Ketika data dianalisis, ASPI menemukan bahwa ribuan akun ini berbagi tema dan konten akun yang sama. Sebagian kerap menunggah konten pornografi dan sebagian lainnya seperti akun seorang fans drama Korea Selatan dengan sedikit pengikut dan aktivitas daring.
Sebagian besar akun itu pun tampak seperti akun spam. “Itu kemungkinan besar karena mereka telah mengambil alih akun yang ada dan menggunakannya kembali,” kata analis senior ASPI Fergus Ryan seperti dikutip The Guardian.
“Mereka mengambil alih dan memompa konten ini yang umumnya cukup reaktif … Ini sangat tidak tepat, dan benar-benar tidak dilakukan dengan baik. Salah satu hal yang sangat aneh tentang satu kumpulan data adalah bahwa untuk beberapa alasan yang tidak diketahui mereka menyertakan ratusan tweet dengan pegangan ini untuk akun @fuck_next.”
Tweet itu juga berulang kali salah menandai akun mantan menteri luar negeri AS Mike Pompeo, dan banyak video yang ditautkan ke saluran YouTube Budaya Changyu yang sekarang ditangguhkan, yang dikenal dipakai sebagai kanal pemasaran otoritas provinsi Xinjiang. “Hasilnya adalah semburan propaganda yang sangat tidak masuk akal,” kata pihak ASPI.

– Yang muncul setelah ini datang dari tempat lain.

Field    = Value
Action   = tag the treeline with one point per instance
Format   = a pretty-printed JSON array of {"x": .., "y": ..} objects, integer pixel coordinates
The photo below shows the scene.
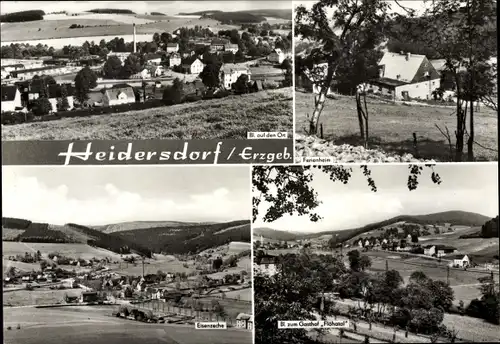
[
  {"x": 111, "y": 11},
  {"x": 23, "y": 16},
  {"x": 191, "y": 239},
  {"x": 110, "y": 242},
  {"x": 488, "y": 230}
]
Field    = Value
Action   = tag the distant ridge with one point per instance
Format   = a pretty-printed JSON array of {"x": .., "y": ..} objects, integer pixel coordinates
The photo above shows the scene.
[{"x": 454, "y": 217}]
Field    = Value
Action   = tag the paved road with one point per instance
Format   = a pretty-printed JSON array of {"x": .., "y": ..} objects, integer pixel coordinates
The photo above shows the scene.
[{"x": 82, "y": 325}]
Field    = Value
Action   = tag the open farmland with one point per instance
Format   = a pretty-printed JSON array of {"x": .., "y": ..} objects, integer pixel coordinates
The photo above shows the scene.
[
  {"x": 209, "y": 119},
  {"x": 392, "y": 125},
  {"x": 38, "y": 296},
  {"x": 82, "y": 325},
  {"x": 70, "y": 250}
]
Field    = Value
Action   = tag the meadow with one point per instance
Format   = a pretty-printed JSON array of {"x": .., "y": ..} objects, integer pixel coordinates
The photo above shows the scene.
[
  {"x": 392, "y": 125},
  {"x": 228, "y": 118}
]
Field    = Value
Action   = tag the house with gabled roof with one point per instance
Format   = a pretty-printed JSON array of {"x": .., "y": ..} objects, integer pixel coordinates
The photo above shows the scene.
[
  {"x": 192, "y": 65},
  {"x": 11, "y": 98},
  {"x": 118, "y": 95},
  {"x": 404, "y": 75}
]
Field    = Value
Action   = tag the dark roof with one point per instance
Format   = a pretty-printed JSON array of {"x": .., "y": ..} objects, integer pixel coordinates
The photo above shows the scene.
[
  {"x": 8, "y": 93},
  {"x": 388, "y": 82}
]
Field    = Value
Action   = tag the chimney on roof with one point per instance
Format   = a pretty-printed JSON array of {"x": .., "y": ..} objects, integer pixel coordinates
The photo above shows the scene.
[{"x": 135, "y": 43}]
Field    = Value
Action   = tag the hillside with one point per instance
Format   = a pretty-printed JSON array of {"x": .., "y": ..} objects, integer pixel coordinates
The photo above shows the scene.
[
  {"x": 27, "y": 231},
  {"x": 181, "y": 240},
  {"x": 451, "y": 217},
  {"x": 243, "y": 17},
  {"x": 126, "y": 226},
  {"x": 274, "y": 234}
]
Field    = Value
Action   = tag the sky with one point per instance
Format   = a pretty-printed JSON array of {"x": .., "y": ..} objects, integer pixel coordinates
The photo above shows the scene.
[
  {"x": 471, "y": 187},
  {"x": 140, "y": 7},
  {"x": 417, "y": 5},
  {"x": 90, "y": 195}
]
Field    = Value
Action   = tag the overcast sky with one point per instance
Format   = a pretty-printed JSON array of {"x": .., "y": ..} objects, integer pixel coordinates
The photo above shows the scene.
[
  {"x": 471, "y": 187},
  {"x": 106, "y": 195},
  {"x": 166, "y": 7}
]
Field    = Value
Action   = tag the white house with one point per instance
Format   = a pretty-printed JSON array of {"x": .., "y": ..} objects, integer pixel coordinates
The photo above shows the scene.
[
  {"x": 461, "y": 261},
  {"x": 230, "y": 72},
  {"x": 244, "y": 321},
  {"x": 172, "y": 47},
  {"x": 174, "y": 60},
  {"x": 267, "y": 265},
  {"x": 403, "y": 76},
  {"x": 11, "y": 98},
  {"x": 192, "y": 66},
  {"x": 118, "y": 95},
  {"x": 276, "y": 56},
  {"x": 231, "y": 47},
  {"x": 430, "y": 250}
]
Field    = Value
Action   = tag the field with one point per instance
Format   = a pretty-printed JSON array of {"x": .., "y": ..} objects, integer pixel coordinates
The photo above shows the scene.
[
  {"x": 38, "y": 296},
  {"x": 112, "y": 25},
  {"x": 392, "y": 125},
  {"x": 11, "y": 248},
  {"x": 81, "y": 325},
  {"x": 223, "y": 118}
]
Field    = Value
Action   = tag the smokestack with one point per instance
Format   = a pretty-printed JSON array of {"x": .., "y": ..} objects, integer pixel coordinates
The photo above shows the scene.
[{"x": 135, "y": 43}]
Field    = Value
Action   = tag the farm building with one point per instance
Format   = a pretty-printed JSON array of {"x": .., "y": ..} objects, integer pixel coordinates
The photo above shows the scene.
[
  {"x": 230, "y": 72},
  {"x": 172, "y": 47},
  {"x": 231, "y": 47},
  {"x": 192, "y": 66},
  {"x": 267, "y": 264},
  {"x": 276, "y": 56},
  {"x": 405, "y": 76},
  {"x": 461, "y": 261},
  {"x": 174, "y": 60},
  {"x": 118, "y": 95},
  {"x": 244, "y": 321},
  {"x": 121, "y": 56},
  {"x": 11, "y": 98}
]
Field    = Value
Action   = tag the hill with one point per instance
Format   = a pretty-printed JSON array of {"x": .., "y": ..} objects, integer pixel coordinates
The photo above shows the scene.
[
  {"x": 451, "y": 217},
  {"x": 69, "y": 233},
  {"x": 188, "y": 239},
  {"x": 111, "y": 11},
  {"x": 274, "y": 234}
]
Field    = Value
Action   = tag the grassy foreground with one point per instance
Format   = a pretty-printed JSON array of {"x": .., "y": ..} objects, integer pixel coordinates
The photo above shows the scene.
[
  {"x": 392, "y": 125},
  {"x": 227, "y": 118}
]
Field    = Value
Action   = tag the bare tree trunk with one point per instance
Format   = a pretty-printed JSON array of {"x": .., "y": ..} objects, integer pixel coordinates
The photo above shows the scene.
[
  {"x": 470, "y": 141},
  {"x": 360, "y": 116},
  {"x": 459, "y": 133}
]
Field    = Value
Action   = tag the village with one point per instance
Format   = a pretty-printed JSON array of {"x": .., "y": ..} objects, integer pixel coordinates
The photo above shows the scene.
[
  {"x": 185, "y": 65},
  {"x": 171, "y": 297}
]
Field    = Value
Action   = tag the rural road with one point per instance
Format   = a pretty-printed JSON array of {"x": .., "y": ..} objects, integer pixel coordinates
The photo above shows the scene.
[{"x": 94, "y": 325}]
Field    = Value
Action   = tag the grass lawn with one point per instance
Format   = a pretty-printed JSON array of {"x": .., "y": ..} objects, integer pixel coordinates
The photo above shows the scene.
[
  {"x": 227, "y": 118},
  {"x": 392, "y": 125}
]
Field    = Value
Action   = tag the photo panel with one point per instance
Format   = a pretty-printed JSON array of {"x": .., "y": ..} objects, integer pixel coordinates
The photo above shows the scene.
[
  {"x": 212, "y": 77},
  {"x": 395, "y": 81},
  {"x": 376, "y": 254},
  {"x": 127, "y": 255}
]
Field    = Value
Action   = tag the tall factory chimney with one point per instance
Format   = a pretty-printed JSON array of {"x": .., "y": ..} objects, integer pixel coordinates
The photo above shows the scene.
[{"x": 135, "y": 43}]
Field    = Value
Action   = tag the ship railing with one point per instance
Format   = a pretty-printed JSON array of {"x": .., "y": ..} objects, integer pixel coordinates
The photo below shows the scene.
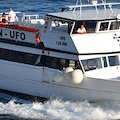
[
  {"x": 34, "y": 19},
  {"x": 93, "y": 5}
]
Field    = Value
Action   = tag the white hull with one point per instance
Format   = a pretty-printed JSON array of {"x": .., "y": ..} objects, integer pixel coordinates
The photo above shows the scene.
[{"x": 89, "y": 89}]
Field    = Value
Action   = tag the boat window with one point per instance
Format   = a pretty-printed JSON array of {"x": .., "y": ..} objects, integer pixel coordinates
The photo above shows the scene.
[
  {"x": 104, "y": 26},
  {"x": 104, "y": 61},
  {"x": 113, "y": 60},
  {"x": 92, "y": 64},
  {"x": 60, "y": 26},
  {"x": 114, "y": 25},
  {"x": 90, "y": 26}
]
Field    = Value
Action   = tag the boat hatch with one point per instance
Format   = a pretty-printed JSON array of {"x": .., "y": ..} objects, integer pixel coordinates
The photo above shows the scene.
[{"x": 100, "y": 62}]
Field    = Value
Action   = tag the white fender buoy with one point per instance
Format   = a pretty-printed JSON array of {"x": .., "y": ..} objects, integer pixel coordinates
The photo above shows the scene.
[
  {"x": 68, "y": 69},
  {"x": 58, "y": 76},
  {"x": 77, "y": 76}
]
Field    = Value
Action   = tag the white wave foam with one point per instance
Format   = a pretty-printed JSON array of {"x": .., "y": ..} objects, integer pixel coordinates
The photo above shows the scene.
[{"x": 59, "y": 110}]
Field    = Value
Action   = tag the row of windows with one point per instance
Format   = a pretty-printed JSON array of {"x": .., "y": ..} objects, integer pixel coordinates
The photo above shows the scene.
[
  {"x": 113, "y": 25},
  {"x": 38, "y": 60}
]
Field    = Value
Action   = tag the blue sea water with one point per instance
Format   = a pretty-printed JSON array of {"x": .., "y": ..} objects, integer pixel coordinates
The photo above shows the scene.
[{"x": 15, "y": 108}]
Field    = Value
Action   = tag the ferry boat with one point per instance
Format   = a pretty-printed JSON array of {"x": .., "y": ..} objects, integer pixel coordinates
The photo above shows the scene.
[{"x": 48, "y": 58}]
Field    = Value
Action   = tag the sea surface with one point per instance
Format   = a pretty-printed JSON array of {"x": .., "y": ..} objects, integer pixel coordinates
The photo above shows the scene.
[{"x": 13, "y": 107}]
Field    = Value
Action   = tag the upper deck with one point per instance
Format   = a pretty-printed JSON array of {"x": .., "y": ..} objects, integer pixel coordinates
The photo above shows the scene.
[{"x": 96, "y": 14}]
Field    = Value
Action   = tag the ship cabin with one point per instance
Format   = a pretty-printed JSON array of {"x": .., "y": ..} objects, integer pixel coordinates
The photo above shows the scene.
[{"x": 98, "y": 49}]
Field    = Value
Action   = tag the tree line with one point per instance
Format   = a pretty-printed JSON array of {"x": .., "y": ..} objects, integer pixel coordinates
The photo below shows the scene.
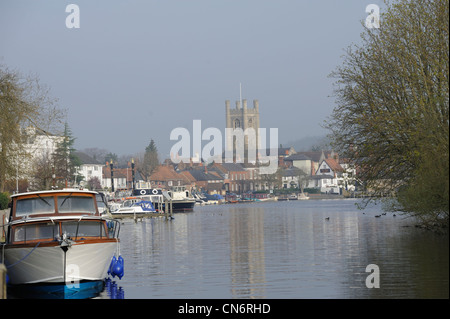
[{"x": 391, "y": 116}]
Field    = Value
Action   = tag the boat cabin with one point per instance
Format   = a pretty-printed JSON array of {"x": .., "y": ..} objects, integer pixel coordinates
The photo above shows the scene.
[{"x": 51, "y": 215}]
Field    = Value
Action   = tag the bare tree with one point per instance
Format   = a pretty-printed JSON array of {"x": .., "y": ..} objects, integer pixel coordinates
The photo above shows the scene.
[{"x": 24, "y": 103}]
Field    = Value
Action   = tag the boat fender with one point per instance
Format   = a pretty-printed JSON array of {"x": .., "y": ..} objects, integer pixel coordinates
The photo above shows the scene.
[
  {"x": 111, "y": 265},
  {"x": 118, "y": 268}
]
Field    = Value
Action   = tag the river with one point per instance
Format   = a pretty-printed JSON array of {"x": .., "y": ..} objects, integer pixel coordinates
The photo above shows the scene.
[{"x": 282, "y": 250}]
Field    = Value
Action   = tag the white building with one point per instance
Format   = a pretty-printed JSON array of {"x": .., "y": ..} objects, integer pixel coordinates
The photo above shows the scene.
[{"x": 89, "y": 169}]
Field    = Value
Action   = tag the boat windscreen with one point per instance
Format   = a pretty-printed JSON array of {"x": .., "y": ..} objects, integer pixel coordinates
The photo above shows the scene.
[
  {"x": 76, "y": 204},
  {"x": 35, "y": 205}
]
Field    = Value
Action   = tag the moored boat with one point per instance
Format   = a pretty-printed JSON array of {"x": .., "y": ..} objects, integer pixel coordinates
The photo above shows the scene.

ASPI menemukan 97 persen dari akun yang diidentifikasi memiliki kurang dari lima pengikut, dan 73 persen akun memiliki nol followers. Sementara 98 persen tweet tidak memiliki “like” atau retweet, sisanya sering didorong oleh diplomat dan pejabat Cina untuk menyebarkan konten, dan memberi legitimasi.
“Targetnya sebenarnya bukan orang-orang yang skeptis terhadap pemerintah Cina, tetapi memberikan konten kepada orang-orang yang mempercayai media pemerintah Cina dan skeptis terhadap media arus utama barat,” kata peneliti ASPI, Albert Zhang. “Ini adalah propaganda yang menarik, namun dangkal.”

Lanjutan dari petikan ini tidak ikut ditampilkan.